Qui aurait cru que d'irréductibles différences culturelles rendraient problématique la communication entre ressortissants de régions linguistiques pourtant géographiquement très proches ? C'est cependant bien ce qui se passe dans l'Euregio Meuse-Rhin. Pour remédier au problème, InterReg innove : le projet IntercCom met en partenariat plusieurs hautes écoles et universités. Déjà impliquée dans quelques projets InterReg qui visent à promouvoir la création d'emplois pour les jeunes, l'ULg est bien sûr de la partie, via l'Institut supérieur des langues vivantes (ISLV)*.
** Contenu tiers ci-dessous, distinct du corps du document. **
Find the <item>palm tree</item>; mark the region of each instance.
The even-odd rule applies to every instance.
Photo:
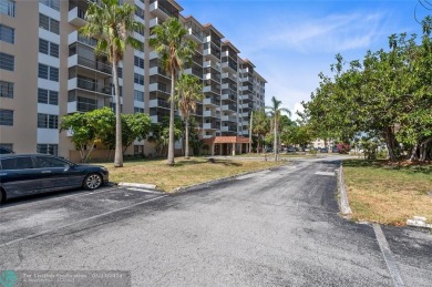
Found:
[[[196,44],[186,40],[187,30],[176,18],[168,18],[164,23],[156,25],[152,32],[154,38],[148,40],[162,59],[164,70],[171,74],[171,98],[174,99],[175,81],[185,62],[191,62]],[[168,165],[174,165],[174,101],[169,105],[169,143]]]
[[[123,60],[127,45],[140,48],[142,44],[132,38],[133,31],[143,29],[143,24],[133,17],[134,7],[128,3],[120,4],[119,0],[101,0],[89,6],[85,12],[86,25],[81,33],[97,39],[95,54],[107,54],[113,65],[113,81],[115,91],[115,156],[114,166],[123,166],[122,153],[122,117],[119,90],[119,62]]]
[[[182,74],[175,90],[175,101],[185,121],[185,157],[189,158],[189,117],[191,113],[196,111],[196,101],[203,101],[203,85],[195,75]]]
[[[278,160],[278,122],[280,119],[280,115],[282,112],[287,113],[289,116],[291,115],[291,112],[286,109],[281,107],[282,104],[281,101],[277,100],[275,96],[271,98],[271,106],[266,106],[268,110],[272,122],[272,129],[274,129],[274,153],[275,153],[275,161]]]
[[[253,133],[258,136],[258,151],[263,151],[263,139],[269,132],[269,119],[267,116],[266,110],[260,109],[254,112],[253,116]]]

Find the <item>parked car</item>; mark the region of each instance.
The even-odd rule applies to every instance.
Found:
[[[12,154],[14,153],[12,150],[9,150],[8,147],[0,146],[0,154]]]
[[[104,166],[74,164],[49,154],[0,155],[0,202],[76,187],[96,189],[107,182]]]
[[[296,152],[296,147],[288,147],[287,148],[287,153],[295,153]]]

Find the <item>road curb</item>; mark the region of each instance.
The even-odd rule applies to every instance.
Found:
[[[352,211],[351,211],[349,202],[348,202],[347,188],[346,188],[344,178],[343,178],[342,163],[340,163],[338,177],[339,177],[338,183],[339,183],[340,212],[343,215],[350,215],[350,214],[352,214]]]

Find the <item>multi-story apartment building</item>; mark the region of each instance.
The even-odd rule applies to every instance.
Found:
[[[59,132],[61,116],[114,107],[112,66],[96,55],[95,39],[80,34],[85,11],[96,0],[0,0],[0,144],[18,153],[41,152],[75,160],[71,134]],[[123,113],[169,114],[171,76],[147,44],[151,31],[178,18],[197,43],[185,73],[203,81],[195,116],[203,139],[247,136],[250,112],[264,106],[266,81],[255,65],[212,24],[183,17],[174,0],[123,0],[135,6],[142,49],[127,48],[119,66]],[[179,147],[179,144],[177,144]],[[130,153],[151,153],[135,142]],[[102,152],[101,152],[102,154]],[[95,151],[93,156],[97,156]]]

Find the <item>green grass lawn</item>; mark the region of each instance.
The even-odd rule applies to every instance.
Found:
[[[280,166],[284,162],[264,160],[222,160],[215,163],[204,157],[175,158],[175,165],[166,165],[166,160],[140,160],[125,162],[121,168],[113,163],[102,163],[110,171],[111,182],[155,184],[157,188],[173,192],[177,187],[189,186],[222,177]]]
[[[405,225],[414,215],[432,223],[432,165],[343,161],[352,219]]]

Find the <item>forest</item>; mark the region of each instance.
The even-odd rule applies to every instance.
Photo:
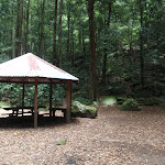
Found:
[[[78,77],[73,98],[84,103],[164,99],[165,1],[0,0],[0,63],[29,52]],[[16,86],[0,85],[1,99],[15,98]],[[48,87],[40,88],[45,99]]]

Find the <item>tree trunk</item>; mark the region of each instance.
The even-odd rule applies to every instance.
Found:
[[[62,67],[62,14],[63,14],[63,0],[61,0],[61,8],[59,8],[59,67]]]
[[[141,88],[144,89],[144,43],[143,43],[143,0],[140,0],[140,14],[141,14],[141,31],[140,31],[140,68],[141,68]]]
[[[108,20],[106,23],[106,29],[105,29],[105,35],[108,34],[108,28],[109,28],[109,24],[110,24],[110,18],[111,18],[111,11],[112,11],[112,2],[109,2],[109,14],[108,14]],[[107,40],[107,38],[106,38]],[[107,41],[105,41],[106,45],[107,46]],[[103,65],[102,65],[102,86],[106,86],[106,73],[107,73],[107,54],[108,54],[108,48],[105,47],[105,55],[103,55]]]
[[[88,16],[90,31],[90,69],[91,69],[91,100],[96,101],[97,90],[97,72],[96,72],[96,42],[95,42],[95,23],[94,23],[94,4],[95,0],[88,0]]]
[[[28,53],[28,36],[29,36],[29,20],[30,20],[30,2],[31,0],[28,1],[28,7],[26,7],[26,21],[25,21],[25,35],[24,35],[24,53]]]
[[[86,45],[85,45],[85,30],[84,30],[84,26],[82,26],[82,53],[84,53],[84,56],[86,55]]]
[[[15,57],[15,32],[14,32],[14,7],[12,7],[12,55],[11,58]]]
[[[70,0],[68,0],[67,10],[67,58],[70,61]]]
[[[55,0],[55,11],[54,11],[54,43],[53,43],[53,64],[57,65],[57,48],[56,48],[56,34],[57,34],[57,6],[58,0]]]
[[[16,52],[15,52],[15,56],[21,55],[22,19],[23,19],[23,0],[18,0]]]
[[[41,11],[41,56],[44,58],[44,52],[45,52],[45,42],[44,42],[44,20],[45,20],[45,0],[43,0],[42,3],[42,11]]]

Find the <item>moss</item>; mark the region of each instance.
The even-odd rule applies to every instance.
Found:
[[[73,113],[91,113],[92,116],[97,114],[97,109],[94,106],[86,106],[80,103],[79,101],[74,101],[72,105],[72,112]]]
[[[117,102],[116,97],[106,96],[101,98],[101,103],[105,106],[114,105]]]
[[[125,100],[122,106],[120,107],[120,110],[123,111],[140,111],[141,107],[138,105],[138,102],[133,99]]]
[[[158,98],[138,98],[136,100],[145,106],[160,106],[162,103]]]

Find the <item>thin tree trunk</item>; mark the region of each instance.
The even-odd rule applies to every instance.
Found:
[[[62,15],[63,15],[63,0],[61,0],[61,8],[59,8],[59,67],[62,67]]]
[[[141,88],[144,89],[144,43],[143,43],[143,0],[140,0],[140,14],[141,14],[141,31],[140,31],[140,68],[141,68]]]
[[[57,6],[58,0],[55,0],[55,11],[54,11],[54,43],[53,43],[53,64],[57,65],[57,48],[56,48],[56,35],[57,35]]]
[[[23,0],[18,0],[16,52],[15,52],[15,56],[21,55],[22,19],[23,19]]]
[[[24,52],[28,53],[28,36],[29,36],[29,20],[30,20],[30,2],[31,0],[28,1],[28,7],[26,7],[26,24],[25,24],[25,35],[24,35]]]
[[[90,31],[90,66],[91,66],[91,100],[96,101],[97,90],[97,72],[96,72],[96,42],[95,42],[95,23],[94,23],[94,4],[95,0],[88,0],[89,31]]]
[[[45,52],[45,42],[44,42],[44,21],[45,21],[45,0],[43,0],[42,3],[42,11],[41,11],[41,56],[44,58],[44,52]]]
[[[67,58],[70,61],[70,0],[68,1],[67,12]]]
[[[15,32],[14,32],[14,7],[12,7],[12,56],[11,58],[15,57]]]
[[[105,35],[108,34],[108,28],[110,24],[110,18],[111,18],[111,11],[112,11],[112,2],[109,2],[109,14],[108,14],[108,20],[106,21],[106,30],[105,30]],[[106,46],[107,46],[107,41]],[[103,65],[102,65],[102,86],[106,86],[106,73],[107,73],[107,55],[108,55],[108,48],[105,47],[105,55],[103,55]]]
[[[86,55],[86,45],[85,45],[85,30],[84,30],[84,26],[82,26],[82,52],[84,52],[84,55]]]

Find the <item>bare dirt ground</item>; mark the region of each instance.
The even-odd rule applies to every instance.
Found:
[[[56,145],[66,140],[65,145]],[[165,165],[165,108],[119,111],[99,107],[96,119],[0,119],[2,165]]]

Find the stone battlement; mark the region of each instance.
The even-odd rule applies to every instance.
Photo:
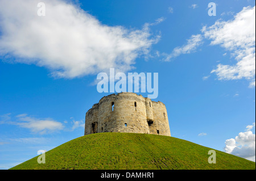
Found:
[[[104,96],[87,111],[84,134],[102,132],[171,136],[165,105],[133,92]]]

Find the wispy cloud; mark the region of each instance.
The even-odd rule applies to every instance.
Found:
[[[208,79],[209,77],[210,77],[210,75],[204,76],[204,77],[203,77],[202,79],[203,79],[203,81],[205,81],[205,80]]]
[[[198,136],[207,136],[207,134],[205,133],[201,133],[198,134]]]
[[[254,127],[253,123],[246,127],[246,132],[239,133],[235,138],[226,140],[225,151],[255,162],[255,134],[251,131]]]
[[[231,52],[237,62],[234,65],[218,64],[211,73],[219,80],[245,78],[249,87],[255,85],[255,7],[244,7],[233,20],[217,20],[201,30],[204,36],[212,40],[210,44],[220,45]]]
[[[203,38],[201,34],[193,35],[187,40],[187,44],[181,47],[174,49],[171,54],[167,55],[165,61],[169,61],[182,54],[190,53],[196,50],[196,48],[203,44]]]
[[[2,59],[44,66],[55,77],[73,78],[110,68],[126,72],[157,42],[148,27],[109,26],[71,1],[43,2],[47,13],[39,16],[37,1],[0,1]]]

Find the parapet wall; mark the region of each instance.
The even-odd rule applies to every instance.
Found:
[[[164,104],[131,92],[104,96],[86,112],[84,134],[102,132],[171,136]]]

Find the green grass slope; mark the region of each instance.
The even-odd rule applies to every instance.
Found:
[[[255,169],[255,162],[175,137],[102,133],[82,136],[11,169]]]

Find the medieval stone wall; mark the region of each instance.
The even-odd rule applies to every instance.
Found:
[[[84,134],[102,132],[171,136],[164,104],[131,92],[104,96],[86,112]]]

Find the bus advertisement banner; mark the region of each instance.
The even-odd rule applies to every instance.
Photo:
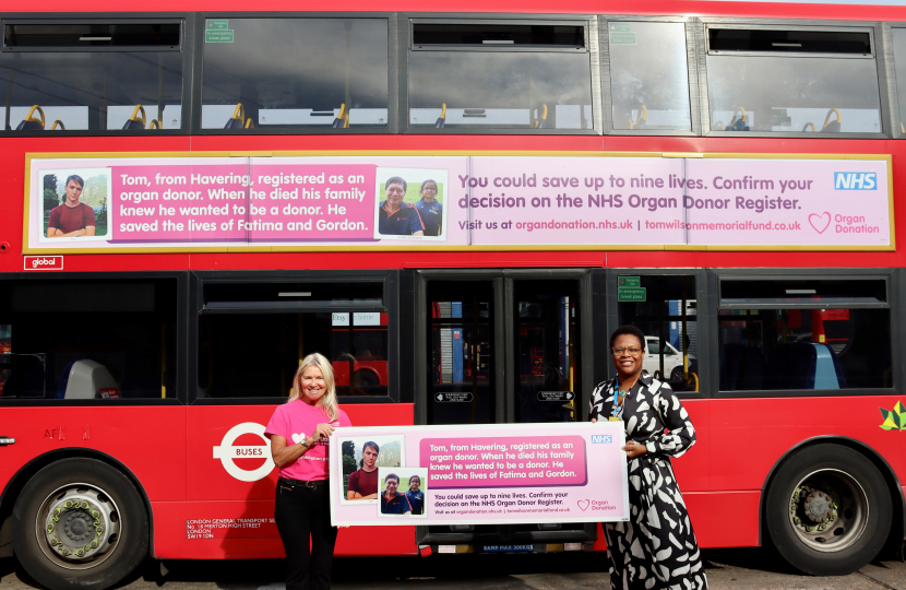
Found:
[[[892,250],[890,156],[27,157],[25,253]]]
[[[611,422],[337,428],[331,473],[343,476],[331,477],[331,521],[628,520],[624,444]]]

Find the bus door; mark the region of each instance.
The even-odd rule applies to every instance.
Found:
[[[591,392],[592,271],[422,271],[424,424],[577,422]],[[601,300],[601,305],[604,302]],[[591,543],[582,523],[419,527],[420,544],[547,551]],[[532,548],[529,548],[532,547]],[[487,551],[493,551],[488,548]]]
L'Euregio regroupe le Limbourg belge, le Limbourg hollandais, la région germanophone de Belgique, celle d'Aix-la-Chapelle et la région liégeoise. Un espace où trois langues européennes se côtoient, et autant de cultures singulières. Le projet IntercCom a pour ambition de faciliter l'intégration des étudiants de l'enseignement supérieur qui seront amenés à travailler ou à suivre des études dans une des autres régions. « L'idée n'est pas seulement de développer un apprentissage ou un perfectionnement des compétences linguistiques, mais aussi d'initier les candidats à la mobilité et à la dimension interculturelle », explique Catherine Peeters, enseignante de néerlandais à l'ISLV. Il ne suffit pas de bien connaître la langue pour évoluer professionnellement dans un milieu étranger ; encore faut-il en percevoir le bon usage dans le bon contexte : c'est ce que l'on nomme la pragmatique.
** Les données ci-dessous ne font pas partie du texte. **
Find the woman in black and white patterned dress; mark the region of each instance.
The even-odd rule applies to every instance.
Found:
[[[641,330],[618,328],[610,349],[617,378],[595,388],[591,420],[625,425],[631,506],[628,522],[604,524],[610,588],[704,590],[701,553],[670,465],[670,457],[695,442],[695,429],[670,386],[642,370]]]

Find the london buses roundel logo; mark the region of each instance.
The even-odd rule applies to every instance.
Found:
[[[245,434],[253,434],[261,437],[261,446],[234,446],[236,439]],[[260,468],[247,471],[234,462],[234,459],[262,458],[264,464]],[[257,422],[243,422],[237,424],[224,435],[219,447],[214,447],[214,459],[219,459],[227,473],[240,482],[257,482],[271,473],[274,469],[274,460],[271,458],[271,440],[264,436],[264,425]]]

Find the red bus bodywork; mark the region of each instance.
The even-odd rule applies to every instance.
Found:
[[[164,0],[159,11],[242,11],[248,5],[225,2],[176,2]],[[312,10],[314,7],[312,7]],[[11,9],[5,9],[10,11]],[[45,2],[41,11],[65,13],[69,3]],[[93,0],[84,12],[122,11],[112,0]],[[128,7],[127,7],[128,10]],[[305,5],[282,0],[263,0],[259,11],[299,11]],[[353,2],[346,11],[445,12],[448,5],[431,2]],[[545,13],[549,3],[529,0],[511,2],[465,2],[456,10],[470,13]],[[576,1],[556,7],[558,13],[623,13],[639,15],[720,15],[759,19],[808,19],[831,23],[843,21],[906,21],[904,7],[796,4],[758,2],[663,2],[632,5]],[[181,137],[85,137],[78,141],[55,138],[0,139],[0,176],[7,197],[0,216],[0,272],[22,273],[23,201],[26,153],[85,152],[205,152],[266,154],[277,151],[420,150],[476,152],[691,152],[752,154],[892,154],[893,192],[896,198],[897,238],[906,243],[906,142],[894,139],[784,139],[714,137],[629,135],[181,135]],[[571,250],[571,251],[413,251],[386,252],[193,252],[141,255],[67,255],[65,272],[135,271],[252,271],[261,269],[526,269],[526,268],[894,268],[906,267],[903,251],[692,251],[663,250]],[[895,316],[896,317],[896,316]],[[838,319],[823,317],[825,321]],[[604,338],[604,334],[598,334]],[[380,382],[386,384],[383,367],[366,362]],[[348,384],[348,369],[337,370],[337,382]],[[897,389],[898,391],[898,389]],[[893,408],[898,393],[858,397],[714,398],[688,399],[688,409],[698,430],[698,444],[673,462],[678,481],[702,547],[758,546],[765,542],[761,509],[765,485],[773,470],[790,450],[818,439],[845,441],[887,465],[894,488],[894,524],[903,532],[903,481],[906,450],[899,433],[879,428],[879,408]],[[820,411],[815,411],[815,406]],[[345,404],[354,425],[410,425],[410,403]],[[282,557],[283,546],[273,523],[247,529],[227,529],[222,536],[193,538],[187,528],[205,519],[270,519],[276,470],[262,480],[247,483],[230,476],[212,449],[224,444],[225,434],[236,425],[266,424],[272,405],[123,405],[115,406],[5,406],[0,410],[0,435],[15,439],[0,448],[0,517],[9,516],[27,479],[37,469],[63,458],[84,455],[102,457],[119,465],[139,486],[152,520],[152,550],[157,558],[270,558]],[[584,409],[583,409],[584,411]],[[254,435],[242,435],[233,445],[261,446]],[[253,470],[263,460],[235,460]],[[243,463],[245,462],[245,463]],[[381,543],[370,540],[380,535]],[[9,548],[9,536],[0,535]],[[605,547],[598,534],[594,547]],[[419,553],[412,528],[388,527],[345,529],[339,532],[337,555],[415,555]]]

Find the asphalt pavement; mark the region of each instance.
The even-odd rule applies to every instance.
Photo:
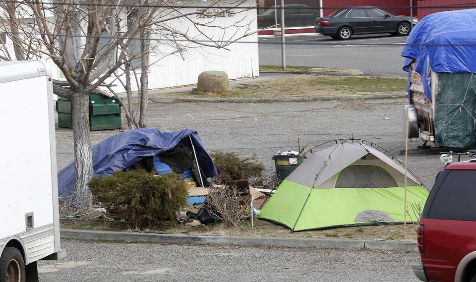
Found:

Entre les faux amis et les marques de familiarité - telles que le tutoiement, courant entre professeur et étudiants dans certaines contrées, et pas du tout chez nous -, les interférences linguistiques sont nombreuses et à l'origine de quiproquos, voire de malencontreuses erreurs. Par ailleurs, il est grandement souhaitable de connaître les us et coutumes en vigueur dans chaque région : arriver en retard à une réunion à Aix-la-Chapelle est considéré comme une impolitesse majeure alors que la chose est tolérée à Liège, moyennant des excuses acceptables.
Plus spécifiquement, la formation proposée (par modules) sera axée sur tous les aspects de la vie étudiante. « Comment les étudiants font la fête dans le Limbourg et comment ils la font à Liège, comment fonctionnent les études, quand ont lieu les sessions d'examen, ce qu'il en est du logement et des transports, etc. : tous ces points seront abordés dans les modules d'apprentissage », précise Catherine Peeters. Outre les étudiants de l'Euregio, le projet IntercCom aura également pour cible des ressortissants turcs et polonais qui, selon des pronostics fiables de migration, devraient affluer de façon massive vers les universités et hautes écoles de l'Europe de l'Ouest dans les prochaines années.
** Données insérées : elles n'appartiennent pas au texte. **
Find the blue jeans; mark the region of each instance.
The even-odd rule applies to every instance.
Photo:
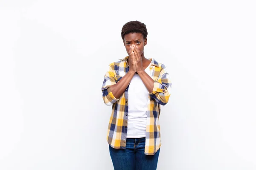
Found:
[[[155,170],[160,149],[154,155],[144,154],[145,138],[127,138],[126,148],[115,149],[109,145],[109,153],[115,170]]]

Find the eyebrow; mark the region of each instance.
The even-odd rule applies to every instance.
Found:
[[[139,39],[139,40],[135,40],[134,41],[138,41],[139,40],[141,40]],[[125,42],[131,42],[131,41],[125,41]]]

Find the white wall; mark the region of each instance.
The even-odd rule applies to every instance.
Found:
[[[113,169],[100,89],[134,20],[172,82],[158,169],[256,169],[253,1],[0,1],[0,169]]]

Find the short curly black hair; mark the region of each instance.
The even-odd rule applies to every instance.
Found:
[[[125,24],[122,28],[122,39],[124,41],[125,34],[133,32],[142,34],[144,40],[148,36],[148,31],[145,24],[138,21],[130,21]]]

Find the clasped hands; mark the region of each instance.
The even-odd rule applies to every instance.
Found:
[[[131,45],[128,53],[129,54],[128,60],[130,65],[129,71],[138,74],[144,71],[141,54],[138,46],[133,44]]]

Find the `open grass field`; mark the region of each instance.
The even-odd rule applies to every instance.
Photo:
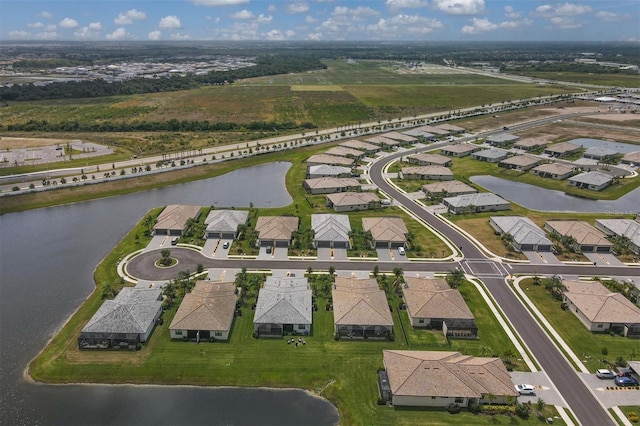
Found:
[[[555,331],[569,345],[571,350],[581,359],[585,366],[594,373],[598,368],[607,368],[608,364],[601,362],[607,359],[615,362],[618,357],[631,360],[640,354],[640,342],[620,336],[605,333],[592,333],[570,311],[560,308],[560,301],[552,298],[544,285],[535,286],[531,280],[520,283],[521,288],[528,288],[527,296],[542,315],[549,321]],[[607,355],[602,349],[607,348]]]

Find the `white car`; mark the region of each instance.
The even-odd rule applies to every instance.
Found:
[[[518,391],[518,393],[520,395],[535,395],[536,394],[536,388],[533,387],[533,385],[516,385],[516,390]]]

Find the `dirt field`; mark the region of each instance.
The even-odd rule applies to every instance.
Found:
[[[12,136],[2,136],[0,137],[0,150],[52,146],[56,144],[66,144],[72,140],[75,139],[15,138]]]

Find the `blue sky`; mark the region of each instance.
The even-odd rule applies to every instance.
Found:
[[[0,0],[0,39],[640,42],[640,0]]]

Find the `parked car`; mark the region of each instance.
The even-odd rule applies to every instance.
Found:
[[[599,379],[615,379],[616,373],[606,368],[601,368],[596,371],[596,376],[598,376]]]
[[[536,394],[536,388],[534,388],[533,385],[526,385],[526,384],[516,385],[516,390],[518,391],[518,393],[520,395],[535,395]]]
[[[633,377],[616,377],[614,380],[616,386],[638,386],[638,381]]]

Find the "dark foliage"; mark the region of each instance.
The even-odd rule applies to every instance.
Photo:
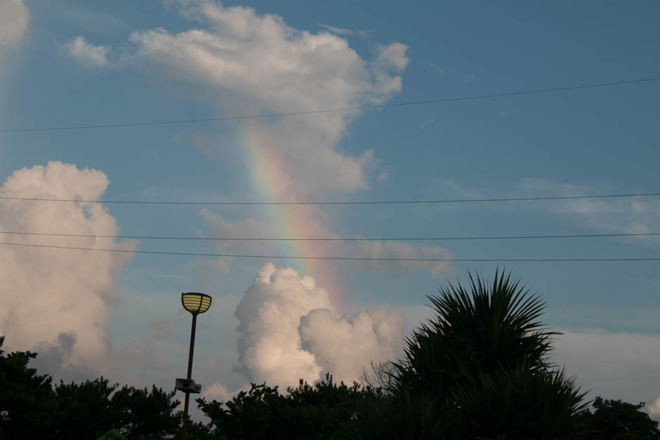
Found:
[[[197,399],[223,439],[329,439],[365,405],[380,397],[370,387],[338,385],[328,375],[312,386],[301,381],[286,395],[277,387],[252,384],[225,404]]]
[[[58,416],[51,378],[27,366],[37,353],[4,355],[0,336],[0,438],[46,439]]]
[[[57,385],[55,397],[61,417],[55,438],[96,439],[118,427],[119,412],[110,400],[117,387],[103,378]]]
[[[4,337],[0,337],[0,347]],[[0,349],[0,438],[96,439],[117,429],[128,439],[178,434],[180,413],[175,392],[110,385],[100,378],[53,389],[48,375],[28,367],[36,353]],[[195,432],[204,429],[195,425]]]
[[[378,413],[432,399],[425,411],[435,408],[431,420],[444,424],[435,431],[443,434],[428,438],[579,438],[586,429],[584,394],[548,360],[558,333],[539,321],[543,303],[510,274],[496,272],[491,284],[468,276],[469,291],[449,284],[429,297],[434,316],[380,380],[391,402],[365,408],[352,425],[364,425],[363,433],[378,429]],[[407,417],[389,430],[404,430]]]
[[[366,386],[327,375],[282,394],[252,384],[230,401],[197,400],[210,423],[197,440],[532,439],[660,440],[658,423],[633,405],[584,393],[548,361],[557,333],[540,322],[543,303],[510,275],[470,276],[430,297],[435,316],[407,341],[402,359],[373,366]],[[60,382],[37,373],[37,354],[5,354],[0,338],[0,438],[177,438],[176,392],[121,388],[103,378]]]
[[[599,396],[592,405],[590,440],[660,440],[658,422],[640,411],[644,402],[633,405]]]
Les modules - qui devraient être en place en 2012 - se présenteront sous la forme d'exercices, de scénarios et de dialogues, téléchargeables sur internet et entièrement gratuits durant les cinq premières années. Si les compétences de l'ISLV sont sollicitées pour œuvrer à l'élaboration de ces logiciels, c'est, selon Jean-Marc Defays, directeur de l'Institut, « parce qu'on nous reconnaît déjà une grande expertise en matière d'enseignement à distance, notamment avec le programme @LTER ».
Sur un total de 25 000 modules, le cinquième a été attribué à la région liégeoise. L'ULg déterminera elle-même le nombre qui sera mis à la disposition de ses propres étudiants francophones ou allophones. « Il faut se rendre compte, se réjouit Jean-Marc Defays, de la chance que tout cet éventail de cours et de formations linguistiques représente pour l'Université. » Un bel encouragement à la mobilité.
Bérénice Vignol
* Partenaires du projet à l'ISLV : Jean-Marc Defays, Claudine Colin, Lilian Ghelen, Catherine Peeters, Laurence Wery et Anne Pellizzer (secrétaire).